Most products today (see "Enterprise search vendors bet heavily on BI") provide a way of increasing relevance of certain documents or URLs so that they occupy first place in a given search. (For example, a query on "sexual harassment" can be tweaked so that the company's policy is always the first item returned.) In addition, many products enable customization for company-specific lingo. This permits search engines to know, for example, that a query regarding "Region 1" refers to the Eastern seaboard.
Proceed with security in mind
Access control is a central aspect of BI search. This problem occurs in two directions: how does an employee access all the needed data for a report and how is an employee blocked from seeing confidential data? In a perfect world, single-sign-on would address the first issue, and access to a directory LDAP server would resolve the second. The problem is in the implementation: much of the data is located on systems whose access control is not tightly neatly defined by a corporate-wide access mechanism.

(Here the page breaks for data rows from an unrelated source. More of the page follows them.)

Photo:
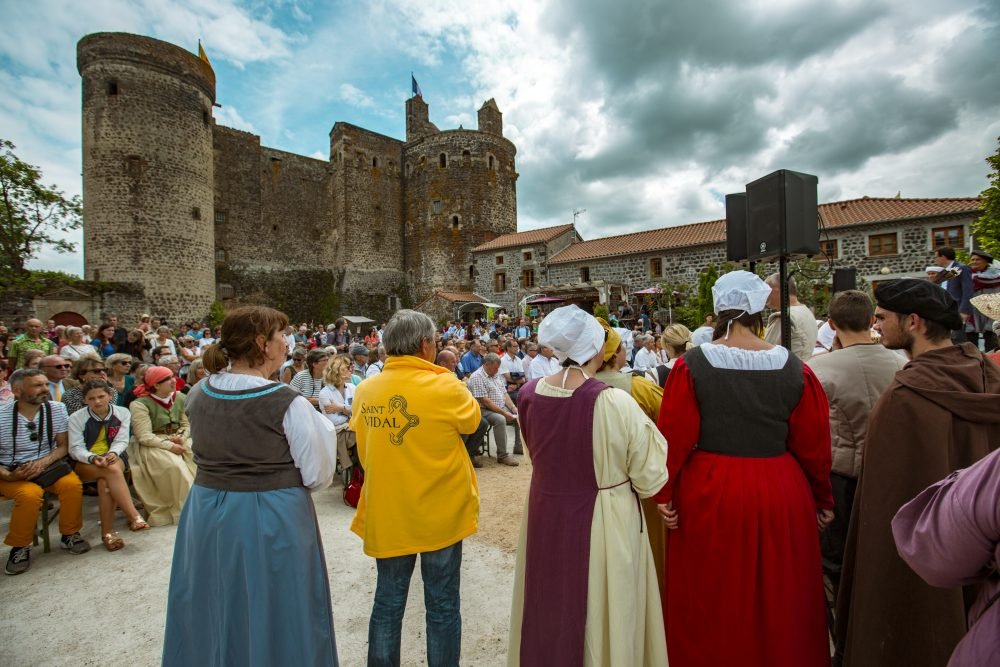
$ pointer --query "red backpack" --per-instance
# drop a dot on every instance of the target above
(352, 490)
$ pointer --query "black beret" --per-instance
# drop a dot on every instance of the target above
(980, 253)
(920, 297)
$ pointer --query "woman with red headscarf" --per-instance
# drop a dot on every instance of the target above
(160, 450)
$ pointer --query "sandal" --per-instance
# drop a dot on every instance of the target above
(137, 524)
(112, 542)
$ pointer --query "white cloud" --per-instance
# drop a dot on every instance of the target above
(230, 117)
(642, 113)
(356, 97)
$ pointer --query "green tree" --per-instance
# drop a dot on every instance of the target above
(32, 215)
(987, 227)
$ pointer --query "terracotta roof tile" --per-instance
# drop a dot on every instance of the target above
(542, 235)
(835, 214)
(458, 296)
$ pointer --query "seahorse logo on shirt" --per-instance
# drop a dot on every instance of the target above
(398, 404)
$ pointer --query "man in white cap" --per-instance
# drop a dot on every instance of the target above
(585, 582)
(545, 363)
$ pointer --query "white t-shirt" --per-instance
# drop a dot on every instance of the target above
(702, 335)
(644, 360)
(508, 365)
(330, 395)
(541, 367)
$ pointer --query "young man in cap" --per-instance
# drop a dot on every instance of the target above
(985, 280)
(959, 287)
(939, 414)
(854, 375)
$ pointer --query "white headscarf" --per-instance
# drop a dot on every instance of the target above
(572, 334)
(740, 290)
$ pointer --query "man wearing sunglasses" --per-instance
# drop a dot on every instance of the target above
(56, 369)
(33, 437)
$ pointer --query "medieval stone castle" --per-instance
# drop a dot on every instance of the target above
(194, 212)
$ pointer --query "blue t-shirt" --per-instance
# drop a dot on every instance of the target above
(471, 362)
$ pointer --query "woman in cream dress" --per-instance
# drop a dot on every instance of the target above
(160, 449)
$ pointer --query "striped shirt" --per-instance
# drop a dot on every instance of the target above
(304, 383)
(27, 449)
(483, 386)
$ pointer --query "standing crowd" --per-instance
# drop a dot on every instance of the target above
(690, 491)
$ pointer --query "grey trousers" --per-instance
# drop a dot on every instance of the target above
(499, 423)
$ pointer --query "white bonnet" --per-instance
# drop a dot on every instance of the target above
(572, 334)
(740, 290)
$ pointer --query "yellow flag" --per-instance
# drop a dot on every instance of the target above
(202, 54)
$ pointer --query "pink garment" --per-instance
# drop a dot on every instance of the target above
(950, 535)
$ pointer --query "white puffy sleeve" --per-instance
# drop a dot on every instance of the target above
(313, 443)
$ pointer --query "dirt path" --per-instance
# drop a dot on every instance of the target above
(108, 608)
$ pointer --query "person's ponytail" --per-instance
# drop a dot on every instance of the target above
(214, 358)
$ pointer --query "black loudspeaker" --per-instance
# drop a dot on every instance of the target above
(782, 218)
(845, 279)
(736, 227)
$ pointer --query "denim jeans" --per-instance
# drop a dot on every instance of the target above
(441, 572)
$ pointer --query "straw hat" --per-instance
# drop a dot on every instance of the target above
(987, 304)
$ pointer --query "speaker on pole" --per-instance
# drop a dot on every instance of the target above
(845, 279)
(736, 227)
(782, 216)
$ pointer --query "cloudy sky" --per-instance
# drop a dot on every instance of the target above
(643, 112)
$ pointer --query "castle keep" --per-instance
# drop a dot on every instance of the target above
(195, 212)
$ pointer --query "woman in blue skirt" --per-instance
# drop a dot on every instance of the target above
(249, 580)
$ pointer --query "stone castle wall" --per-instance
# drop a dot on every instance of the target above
(147, 170)
(459, 192)
(369, 220)
(195, 212)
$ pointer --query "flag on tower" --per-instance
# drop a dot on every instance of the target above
(202, 54)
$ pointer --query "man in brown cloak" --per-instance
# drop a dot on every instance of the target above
(941, 413)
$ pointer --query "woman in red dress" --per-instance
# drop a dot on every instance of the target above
(749, 484)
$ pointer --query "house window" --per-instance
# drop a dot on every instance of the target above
(882, 244)
(829, 248)
(953, 237)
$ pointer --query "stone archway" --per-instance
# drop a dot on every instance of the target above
(69, 318)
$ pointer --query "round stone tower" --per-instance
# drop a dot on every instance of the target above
(148, 185)
(460, 192)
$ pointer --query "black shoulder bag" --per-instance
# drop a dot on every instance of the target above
(55, 471)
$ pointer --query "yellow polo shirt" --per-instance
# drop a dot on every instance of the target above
(420, 492)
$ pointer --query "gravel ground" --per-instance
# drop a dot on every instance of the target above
(106, 608)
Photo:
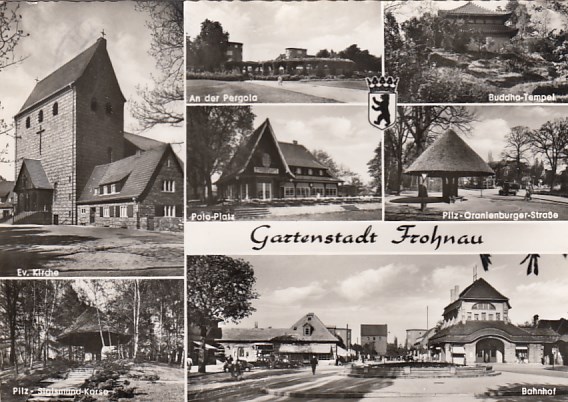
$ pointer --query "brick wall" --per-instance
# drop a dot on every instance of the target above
(57, 149)
(155, 198)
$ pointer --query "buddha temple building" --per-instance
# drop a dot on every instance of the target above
(477, 329)
(491, 25)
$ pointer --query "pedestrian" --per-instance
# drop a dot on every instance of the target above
(314, 363)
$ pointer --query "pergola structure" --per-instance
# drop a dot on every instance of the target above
(87, 333)
(449, 158)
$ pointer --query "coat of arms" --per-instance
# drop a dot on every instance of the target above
(382, 101)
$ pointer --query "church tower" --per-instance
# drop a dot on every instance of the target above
(72, 121)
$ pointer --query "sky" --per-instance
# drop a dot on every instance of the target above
(267, 28)
(416, 8)
(342, 131)
(61, 30)
(495, 122)
(395, 290)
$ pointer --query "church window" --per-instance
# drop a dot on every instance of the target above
(169, 186)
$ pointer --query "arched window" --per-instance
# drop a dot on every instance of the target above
(483, 306)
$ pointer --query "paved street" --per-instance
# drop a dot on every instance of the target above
(331, 384)
(80, 251)
(477, 201)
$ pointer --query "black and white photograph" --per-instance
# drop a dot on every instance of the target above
(510, 51)
(282, 163)
(92, 340)
(281, 52)
(466, 163)
(422, 327)
(92, 160)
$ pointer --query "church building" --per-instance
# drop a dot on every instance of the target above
(264, 168)
(490, 25)
(477, 329)
(70, 139)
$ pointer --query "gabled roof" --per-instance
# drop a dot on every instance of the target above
(374, 330)
(471, 9)
(6, 187)
(449, 156)
(36, 174)
(143, 143)
(136, 170)
(65, 75)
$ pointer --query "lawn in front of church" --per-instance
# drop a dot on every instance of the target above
(88, 251)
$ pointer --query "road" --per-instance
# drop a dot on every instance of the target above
(80, 251)
(480, 202)
(332, 384)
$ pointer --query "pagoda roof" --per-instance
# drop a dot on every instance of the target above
(449, 156)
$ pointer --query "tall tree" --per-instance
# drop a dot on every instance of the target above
(517, 145)
(219, 288)
(163, 104)
(213, 134)
(208, 50)
(551, 141)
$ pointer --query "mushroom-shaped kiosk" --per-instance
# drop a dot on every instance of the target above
(449, 157)
(87, 333)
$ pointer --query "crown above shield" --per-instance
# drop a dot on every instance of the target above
(382, 84)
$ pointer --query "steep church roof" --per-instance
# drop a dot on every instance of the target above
(137, 172)
(291, 154)
(65, 75)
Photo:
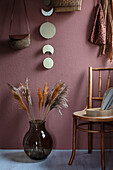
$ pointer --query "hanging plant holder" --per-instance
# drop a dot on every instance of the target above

The problem is actually worse than it appears. Says Maxime Tiran, an engineer in IBM's Data Management division, "When company IT departments set up enterprise-wide searching tools, they are frequently horrified by the kinds of confidential data that is widely accessible and completely unprotected on their intranets."
Security schemes vary, and sites contemplating adding search to their BI need to determine how access control is handled by the products they're considering. Many products simply pass the user credentials to the BI package or other back-end software and rely on those applications to limit the returned results according to their built-in access mechanisms. This aspect is a particular strength of Oracle's Secure Enterprise Search product.
On the horizon
Michael Corcoran, who heads up Corporate Strategy for Information Builders predicts that the integration of BI and search will only become tighter. Search engines will gain better access to BI data and the BI companies will facilitate this process. For example, Information Builders today can take data from transactions in process and make it available to Google's Enterprise search engine.
Information Builders has a division that provides some 300 connectors to data sources and it is actively using them to broaden the reach of search capabilities and its own BI products. Says Corcoran: "This greater integration will really help users. Today, BI still requires users to know where their data is. For example, they still must specify 'call center data.' However, the needed data could be anywhere, and the user should not need to know its origins to be able to locate it."
The next step, says IBM's Andrews, involves integrating analytics functions with search and being able to query the data in a variety of ways to probe for market opportunities that equate to increased sales and greater efficiencies. For the time being, however, most enterprises will be content just to have better access to the business intelligence they currently generate.